Assess impact of tax exemptions, development partners tell govt

Facilities such as Lubowa Specialised International Hospital have benefited from a number of tax exemptions.  Photo | file

What you need to know:

Development partners want government to asses tax exemptions on  how efficient and impactful they are, which would guide removal of some, if warranted

Uganda’s development partners have asked government to assess the impact and efficiency of tax exemptions to guide future tax concessions. 

Speaking on the behalf of the development partners, during the sixth high level Economic Growth Forum in Kampala last week, Ms Mukami Kariuki, the World Bank country manager, said the Ministry of Finance should implement the Tax Expenditure Governance Framework through which tax exemptions and expenditures would be assessed on how efficient and impactful they are, which would then guide on removal of some, if warranted. 

“We call on [Ministry of Finance] to expedite the implementation of the Tax Expenditure Governance Framework, [which] would include rules related to tax expenditures to assess efficiency, impact and equity of tax exemptions and remove them if warranted.
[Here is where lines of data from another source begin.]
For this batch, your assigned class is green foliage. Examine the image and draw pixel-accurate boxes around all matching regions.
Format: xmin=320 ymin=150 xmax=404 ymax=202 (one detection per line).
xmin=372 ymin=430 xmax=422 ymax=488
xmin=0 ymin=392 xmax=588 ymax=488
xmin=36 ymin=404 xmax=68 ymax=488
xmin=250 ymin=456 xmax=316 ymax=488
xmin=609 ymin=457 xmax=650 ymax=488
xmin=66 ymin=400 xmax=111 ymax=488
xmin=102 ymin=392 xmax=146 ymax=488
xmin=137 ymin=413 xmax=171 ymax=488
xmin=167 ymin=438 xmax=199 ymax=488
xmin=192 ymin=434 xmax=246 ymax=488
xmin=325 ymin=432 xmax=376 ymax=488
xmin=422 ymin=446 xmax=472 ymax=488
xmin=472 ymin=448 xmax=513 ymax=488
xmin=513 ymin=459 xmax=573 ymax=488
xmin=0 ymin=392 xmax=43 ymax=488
It also requires an impact assessment to guide awarding of any future tax concessions,” she said, noting that government should also effectively implement the Local Government Revenue Mobilization Strategy, which will enable such setups to raise their own revenues. 

According to the 2020/21 Tax Expenditure Report by the Ministry of Finance, foregone revenue on account of tax expenditures increased from Shs2.16 trillion in 2016/17 financial year to Shs7.72 trillion in the 2020/21 financial. 

This, the report noted, was, as percentage of gross domestic product, a growth from 2 percent to 5.2 percent, which in essence, impedes the expansion of tax revenue that continues to be low to create impactful growth. 

Government, under the Domestic Revenue Mobilisation Strategy 2019/24, is seeking to increase tax-to-gross domestic product ratio to between 16 and 18 percent by 2024, through an annual tax-to-gross domestic product growth ratio of 0.5 percent per annum.  

To achieve this, Ms Mukami said, government must , apart from reviewing tax exemptions, build capacity of URA and the Tax Policy Department in areas of tax policy analysis, revenue forecasting, auditing, developing a suitable tax policy and reviewing the legal tax frameworks such as value added tax reforms. 

Government, she noted, must also structure a new tax policy that ensures that the Local Government Revenue Mobilisation Strategy is effectively implemented to allow local governments mobilise their own revenue through which they can fund their development projects. 

Local governments outside Kampala Metropolitan Area, currently collect a combined sum of Shs250b, much of which is spent on recurrent expenditure. 

According to the Local Government Finance Commission, at least Shs50b, is generated from property rates, which represents 20 percent of total revenue. 

The low revenues, some experts argue, make local governments dependent on the central government, which itself is overwhelmed by various demands.  

Handling shocks       

Ms Mukami Kariuki also said that development partners were happy with how government has handled the Covid-19 related shocks and a surge in fuel, commodity prices and disruptions in global supply chains, noting that it was good that government had taken a cautious approach to managing the shocks by prioritising macro economic stability over short-term solutions.